With the half-published, half-leaked LLaMA model, Meta has started an open-source movement for language models. Meta plans to keep it open in the future.
At an internal meeting and in the latest Lex Fridman podcast, Zuckerberg emphasizes that he still sees a lot of potential in open source. He counters criticism of this approach, especially regarding safety, by pointing to the still limited capabilities of the systems themselves, but also by comparing Meta to the much larger models of Google or OpenAI.
If AI does indeed reach superintelligence status, this stance will need to be reconsidered, but until then, open-sourcing AI systems is the best way to get feedback on safety and alignment with human needs, according to Zuckerberg. The feedback and close collaboration with outsiders would help Meta improve its technologies.
Internally, Zuckerberg has expressed similar sentiments about the open-source strategy, according to the New York Times, saying that "democratizing" AI has many benefits and also fits with the company's product vision of enabling as many AI systems as possible, rather than making just one to rule them all.
"Different people have different interests, and we’ll need a diverse array of AIs to represent all of these different interests," Zuckerberg said.
LLaMA v2 to be more than a research project
Meta is working on a successor to LLaMA, possibly "LLaMA v2". Of course it might get a new name. This is still up in the air.
Zuckerberg says the new model will become a core infrastructure product for Meta, serving many purposes in its own products and "hopefully many others." Meta itself is apparently planning chatbots in WhatsApp and Instagram, as well as an AI assistant for smart glasses and headsets.

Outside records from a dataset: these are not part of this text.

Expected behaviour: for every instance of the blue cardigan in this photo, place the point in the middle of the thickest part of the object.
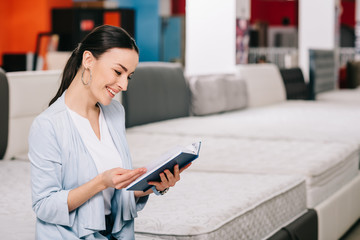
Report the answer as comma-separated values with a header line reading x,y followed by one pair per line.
x,y
60,162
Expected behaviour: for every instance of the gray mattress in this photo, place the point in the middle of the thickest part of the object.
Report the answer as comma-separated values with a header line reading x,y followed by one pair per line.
x,y
324,165
223,206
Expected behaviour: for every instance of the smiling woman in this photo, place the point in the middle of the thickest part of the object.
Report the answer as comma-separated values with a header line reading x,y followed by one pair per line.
x,y
80,161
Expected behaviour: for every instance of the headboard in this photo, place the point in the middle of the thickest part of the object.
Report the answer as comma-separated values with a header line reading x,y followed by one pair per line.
x,y
4,112
322,71
29,94
264,84
294,82
157,91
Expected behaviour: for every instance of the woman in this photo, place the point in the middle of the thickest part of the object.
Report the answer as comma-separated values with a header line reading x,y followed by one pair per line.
x,y
80,160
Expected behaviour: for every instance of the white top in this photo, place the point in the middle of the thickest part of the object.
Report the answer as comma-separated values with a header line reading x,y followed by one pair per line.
x,y
102,151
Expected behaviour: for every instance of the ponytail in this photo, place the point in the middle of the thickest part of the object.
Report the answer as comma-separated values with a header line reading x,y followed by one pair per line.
x,y
97,42
69,73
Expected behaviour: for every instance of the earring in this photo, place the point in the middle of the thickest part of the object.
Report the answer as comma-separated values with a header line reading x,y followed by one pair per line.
x,y
82,77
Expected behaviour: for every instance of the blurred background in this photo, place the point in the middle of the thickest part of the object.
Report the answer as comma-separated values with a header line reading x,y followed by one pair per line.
x,y
206,36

Meta's focus is on safety and the integration of state-of-the-art technologies. Accountability and alignment are two key aspects of the development. In addition, training will be done with "more data from the company's own services" compared to LLaMA, Zuckerberg said.
It is still unclear whether LLaMA v2 will be open source again. Zuckerberg does not rule it out, telling Fridman that Meta is primarily discussing the "how" internally. LLaMA v1 was released under a research license and therefore may not be used for commercial projects, which Zuckerberg says is widely respected.
Meta's LLaMA has served as the basis for numerous iterations and evolutions of open-source chatbots and language models, such as Alpaca, Vicuna, or OpenAssistant.